Zwracając się do tysięcy wiernych zebranych na południowej modlitwie Anioł Pański Franciszek powiedział: W naszych sercach żywy jest ból z powodu masakry, która w czwartek wieczorem w Nicei zabrała życie tak wielu niewinnym ludziom, nawet wielu dzieciom. Zapewniam o bliskości każdą rodzinę i cały naród francuski w żałobie. Niech Bóg, dobry Ojciec, przyjmie wszystkie ofiary do swego pokoju, wesprze rannych i pocieszy najbliższych; niech oddali wszelki plan terroru i śmierci, aby żaden człowiek nie ośmielił się więcej przelać krwi brata- mówił papież.

Reklama

Obejmuję ojcowskim i braterskim uściskiem wszystkich mieszkańców Nicei i cały naród francuski - po tych słowach Franciszka rozległy się brawa na placu.
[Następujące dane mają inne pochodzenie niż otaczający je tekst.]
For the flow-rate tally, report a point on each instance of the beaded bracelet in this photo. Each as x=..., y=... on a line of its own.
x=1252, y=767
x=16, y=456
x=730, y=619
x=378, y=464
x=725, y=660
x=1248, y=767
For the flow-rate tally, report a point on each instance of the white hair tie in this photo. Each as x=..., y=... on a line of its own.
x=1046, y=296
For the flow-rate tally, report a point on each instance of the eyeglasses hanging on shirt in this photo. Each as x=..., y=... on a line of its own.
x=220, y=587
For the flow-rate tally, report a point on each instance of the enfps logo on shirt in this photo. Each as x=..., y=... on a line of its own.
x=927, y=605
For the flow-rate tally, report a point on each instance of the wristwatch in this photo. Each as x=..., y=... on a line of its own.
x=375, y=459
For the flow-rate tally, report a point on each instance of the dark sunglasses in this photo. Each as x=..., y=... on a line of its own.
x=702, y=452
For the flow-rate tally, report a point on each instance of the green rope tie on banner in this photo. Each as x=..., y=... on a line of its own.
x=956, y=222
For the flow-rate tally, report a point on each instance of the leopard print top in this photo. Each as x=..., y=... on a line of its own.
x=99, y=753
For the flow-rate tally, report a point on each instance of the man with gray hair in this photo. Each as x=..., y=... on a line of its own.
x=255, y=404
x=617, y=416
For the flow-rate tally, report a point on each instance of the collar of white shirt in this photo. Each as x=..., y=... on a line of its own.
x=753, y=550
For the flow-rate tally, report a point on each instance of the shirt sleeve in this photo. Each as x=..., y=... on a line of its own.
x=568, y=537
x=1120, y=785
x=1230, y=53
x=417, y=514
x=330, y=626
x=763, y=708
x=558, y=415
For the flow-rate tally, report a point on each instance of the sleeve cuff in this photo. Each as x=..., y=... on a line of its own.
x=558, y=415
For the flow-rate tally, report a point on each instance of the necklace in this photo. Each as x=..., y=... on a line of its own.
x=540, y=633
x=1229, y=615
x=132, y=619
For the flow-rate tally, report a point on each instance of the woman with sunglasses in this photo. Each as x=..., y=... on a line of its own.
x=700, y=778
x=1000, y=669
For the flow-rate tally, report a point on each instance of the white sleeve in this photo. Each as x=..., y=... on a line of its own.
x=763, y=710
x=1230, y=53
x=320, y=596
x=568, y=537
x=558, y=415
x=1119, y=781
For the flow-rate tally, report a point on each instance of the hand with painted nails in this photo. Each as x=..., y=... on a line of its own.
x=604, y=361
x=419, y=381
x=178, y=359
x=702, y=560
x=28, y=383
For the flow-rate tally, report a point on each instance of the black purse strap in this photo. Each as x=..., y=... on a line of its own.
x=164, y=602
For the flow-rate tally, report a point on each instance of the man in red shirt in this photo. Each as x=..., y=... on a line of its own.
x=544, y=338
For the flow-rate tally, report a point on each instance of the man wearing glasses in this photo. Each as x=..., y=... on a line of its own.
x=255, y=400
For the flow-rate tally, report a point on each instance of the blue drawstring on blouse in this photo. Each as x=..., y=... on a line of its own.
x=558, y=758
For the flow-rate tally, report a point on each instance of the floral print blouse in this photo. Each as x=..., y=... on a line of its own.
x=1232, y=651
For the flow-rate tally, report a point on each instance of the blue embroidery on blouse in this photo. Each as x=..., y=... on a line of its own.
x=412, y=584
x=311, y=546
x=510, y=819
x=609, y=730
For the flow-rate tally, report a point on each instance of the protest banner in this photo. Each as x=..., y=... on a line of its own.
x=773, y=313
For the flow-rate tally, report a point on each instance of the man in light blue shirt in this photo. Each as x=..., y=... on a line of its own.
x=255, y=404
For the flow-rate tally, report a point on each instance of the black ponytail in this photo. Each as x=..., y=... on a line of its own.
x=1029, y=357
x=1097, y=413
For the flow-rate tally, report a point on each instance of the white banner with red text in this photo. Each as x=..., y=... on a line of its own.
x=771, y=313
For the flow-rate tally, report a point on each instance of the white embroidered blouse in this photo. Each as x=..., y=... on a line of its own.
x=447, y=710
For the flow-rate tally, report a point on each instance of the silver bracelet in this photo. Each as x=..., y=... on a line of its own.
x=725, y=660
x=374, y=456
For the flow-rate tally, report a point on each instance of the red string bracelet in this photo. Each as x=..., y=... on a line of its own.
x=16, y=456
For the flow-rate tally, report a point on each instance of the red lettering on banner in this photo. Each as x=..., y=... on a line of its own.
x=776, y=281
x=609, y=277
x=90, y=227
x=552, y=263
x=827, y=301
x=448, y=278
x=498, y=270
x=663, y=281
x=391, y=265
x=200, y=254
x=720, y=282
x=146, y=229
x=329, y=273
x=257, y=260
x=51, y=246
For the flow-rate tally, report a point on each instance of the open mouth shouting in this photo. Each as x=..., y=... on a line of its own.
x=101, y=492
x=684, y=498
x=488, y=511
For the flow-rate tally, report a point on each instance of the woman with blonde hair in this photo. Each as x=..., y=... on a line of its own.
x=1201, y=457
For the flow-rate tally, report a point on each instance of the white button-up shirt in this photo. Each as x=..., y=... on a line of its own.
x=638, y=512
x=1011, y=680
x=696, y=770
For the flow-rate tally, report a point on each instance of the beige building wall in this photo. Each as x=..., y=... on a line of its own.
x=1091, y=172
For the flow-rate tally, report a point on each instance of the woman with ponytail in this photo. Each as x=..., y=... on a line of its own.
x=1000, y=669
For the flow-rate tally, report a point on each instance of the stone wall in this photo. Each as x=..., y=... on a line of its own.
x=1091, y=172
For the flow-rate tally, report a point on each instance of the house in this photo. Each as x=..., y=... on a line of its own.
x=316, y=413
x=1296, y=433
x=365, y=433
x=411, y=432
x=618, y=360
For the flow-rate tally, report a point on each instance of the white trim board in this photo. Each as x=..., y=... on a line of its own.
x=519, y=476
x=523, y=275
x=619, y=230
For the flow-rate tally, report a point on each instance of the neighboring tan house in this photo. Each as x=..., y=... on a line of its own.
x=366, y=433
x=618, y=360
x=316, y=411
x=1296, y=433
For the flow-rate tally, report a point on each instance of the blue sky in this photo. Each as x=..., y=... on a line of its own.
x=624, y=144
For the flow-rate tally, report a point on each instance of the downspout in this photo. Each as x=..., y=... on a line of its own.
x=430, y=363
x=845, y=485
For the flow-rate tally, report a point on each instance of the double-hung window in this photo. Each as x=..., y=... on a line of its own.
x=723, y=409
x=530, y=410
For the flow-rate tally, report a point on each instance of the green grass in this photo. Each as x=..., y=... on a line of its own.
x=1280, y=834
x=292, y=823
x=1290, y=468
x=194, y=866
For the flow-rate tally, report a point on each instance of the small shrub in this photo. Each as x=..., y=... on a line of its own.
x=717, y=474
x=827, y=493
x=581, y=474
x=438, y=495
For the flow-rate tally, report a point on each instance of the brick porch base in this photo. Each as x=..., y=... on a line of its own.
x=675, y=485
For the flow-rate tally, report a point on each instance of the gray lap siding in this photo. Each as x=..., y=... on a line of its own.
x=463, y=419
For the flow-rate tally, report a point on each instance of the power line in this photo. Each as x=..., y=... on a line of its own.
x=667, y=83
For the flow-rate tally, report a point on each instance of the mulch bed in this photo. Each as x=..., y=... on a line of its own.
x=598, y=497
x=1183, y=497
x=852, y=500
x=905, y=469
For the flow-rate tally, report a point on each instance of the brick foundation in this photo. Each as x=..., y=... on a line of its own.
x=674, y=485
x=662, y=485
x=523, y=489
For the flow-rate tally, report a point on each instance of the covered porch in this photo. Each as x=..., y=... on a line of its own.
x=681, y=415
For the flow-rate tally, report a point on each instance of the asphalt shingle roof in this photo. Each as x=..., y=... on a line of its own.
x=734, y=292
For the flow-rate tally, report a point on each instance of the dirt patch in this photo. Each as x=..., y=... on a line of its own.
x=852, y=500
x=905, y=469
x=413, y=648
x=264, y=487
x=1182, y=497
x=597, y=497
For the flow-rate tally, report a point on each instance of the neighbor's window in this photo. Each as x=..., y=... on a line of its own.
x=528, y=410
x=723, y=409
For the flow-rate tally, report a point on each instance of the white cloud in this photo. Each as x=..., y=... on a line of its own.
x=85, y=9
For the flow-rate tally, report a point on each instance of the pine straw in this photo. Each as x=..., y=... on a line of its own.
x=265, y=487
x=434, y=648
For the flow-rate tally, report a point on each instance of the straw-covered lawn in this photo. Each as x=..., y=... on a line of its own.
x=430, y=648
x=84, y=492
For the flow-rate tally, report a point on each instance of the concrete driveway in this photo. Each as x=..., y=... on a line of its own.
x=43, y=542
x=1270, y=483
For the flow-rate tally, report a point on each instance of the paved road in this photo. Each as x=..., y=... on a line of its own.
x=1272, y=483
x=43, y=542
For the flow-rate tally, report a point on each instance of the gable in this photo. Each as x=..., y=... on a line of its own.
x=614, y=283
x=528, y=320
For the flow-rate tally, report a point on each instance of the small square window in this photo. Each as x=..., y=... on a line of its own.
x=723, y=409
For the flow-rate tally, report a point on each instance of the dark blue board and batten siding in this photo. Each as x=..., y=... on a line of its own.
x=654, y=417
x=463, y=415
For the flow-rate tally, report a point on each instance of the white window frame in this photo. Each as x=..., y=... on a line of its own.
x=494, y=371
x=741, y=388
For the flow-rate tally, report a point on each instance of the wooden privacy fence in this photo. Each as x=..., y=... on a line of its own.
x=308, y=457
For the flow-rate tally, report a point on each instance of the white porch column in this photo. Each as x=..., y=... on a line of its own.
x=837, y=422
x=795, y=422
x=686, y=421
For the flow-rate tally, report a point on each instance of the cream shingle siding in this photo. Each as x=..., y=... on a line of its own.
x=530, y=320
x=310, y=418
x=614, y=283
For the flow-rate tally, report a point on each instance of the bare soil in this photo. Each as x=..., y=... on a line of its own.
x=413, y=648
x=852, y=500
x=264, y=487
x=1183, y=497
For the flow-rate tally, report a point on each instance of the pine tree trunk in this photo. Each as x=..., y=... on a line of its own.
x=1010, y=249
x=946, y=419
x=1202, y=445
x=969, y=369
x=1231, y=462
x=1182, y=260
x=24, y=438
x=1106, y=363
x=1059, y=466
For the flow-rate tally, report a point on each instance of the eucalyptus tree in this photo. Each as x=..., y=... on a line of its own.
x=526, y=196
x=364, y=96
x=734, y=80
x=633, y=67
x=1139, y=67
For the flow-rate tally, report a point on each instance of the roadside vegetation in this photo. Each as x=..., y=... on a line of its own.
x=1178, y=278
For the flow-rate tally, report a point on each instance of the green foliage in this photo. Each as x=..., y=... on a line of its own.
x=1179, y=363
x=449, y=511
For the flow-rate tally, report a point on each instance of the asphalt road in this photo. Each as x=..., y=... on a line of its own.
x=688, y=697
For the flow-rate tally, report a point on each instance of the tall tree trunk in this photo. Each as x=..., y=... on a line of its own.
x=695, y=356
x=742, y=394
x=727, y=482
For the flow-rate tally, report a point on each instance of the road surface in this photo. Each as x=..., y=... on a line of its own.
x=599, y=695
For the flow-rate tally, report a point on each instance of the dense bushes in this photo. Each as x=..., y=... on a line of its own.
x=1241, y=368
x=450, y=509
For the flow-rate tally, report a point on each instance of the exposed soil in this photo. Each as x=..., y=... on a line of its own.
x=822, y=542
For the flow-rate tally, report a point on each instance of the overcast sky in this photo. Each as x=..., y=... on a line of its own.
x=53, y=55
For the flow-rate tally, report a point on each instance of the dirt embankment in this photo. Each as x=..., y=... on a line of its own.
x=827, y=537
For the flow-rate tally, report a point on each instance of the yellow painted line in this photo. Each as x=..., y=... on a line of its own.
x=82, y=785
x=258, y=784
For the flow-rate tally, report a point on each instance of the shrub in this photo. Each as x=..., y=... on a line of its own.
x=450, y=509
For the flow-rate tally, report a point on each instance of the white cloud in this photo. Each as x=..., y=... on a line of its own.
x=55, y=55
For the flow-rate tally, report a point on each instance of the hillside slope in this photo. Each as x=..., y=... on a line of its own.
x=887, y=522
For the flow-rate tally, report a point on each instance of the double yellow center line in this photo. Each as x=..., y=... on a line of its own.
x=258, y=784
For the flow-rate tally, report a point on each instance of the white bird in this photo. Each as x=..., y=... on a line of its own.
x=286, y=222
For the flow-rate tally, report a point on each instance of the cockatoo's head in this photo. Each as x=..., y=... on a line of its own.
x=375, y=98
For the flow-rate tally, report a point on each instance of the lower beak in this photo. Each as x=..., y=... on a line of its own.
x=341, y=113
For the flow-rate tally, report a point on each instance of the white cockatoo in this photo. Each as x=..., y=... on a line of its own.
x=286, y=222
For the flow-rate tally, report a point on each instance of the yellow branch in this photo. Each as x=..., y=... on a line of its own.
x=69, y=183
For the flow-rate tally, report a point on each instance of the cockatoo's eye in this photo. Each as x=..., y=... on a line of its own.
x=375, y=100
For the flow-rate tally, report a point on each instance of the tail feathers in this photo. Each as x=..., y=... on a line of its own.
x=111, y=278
Następnie papież wezwał wszystkich obecnych do odmówienia w ciszy modlitwy za ofiary masakry.

Przed spotkaniem z papieżem wyraźnie wzmocniono środki bezpieczeństwa w rejonie całego placu Świętego Piotra. Dodatkowo zostały zamknięte ulice prowadzące do bazyliki, a przy barierkach każda osoba, która szła na plac, została poddana szczegółowej, podwójnej kontroli.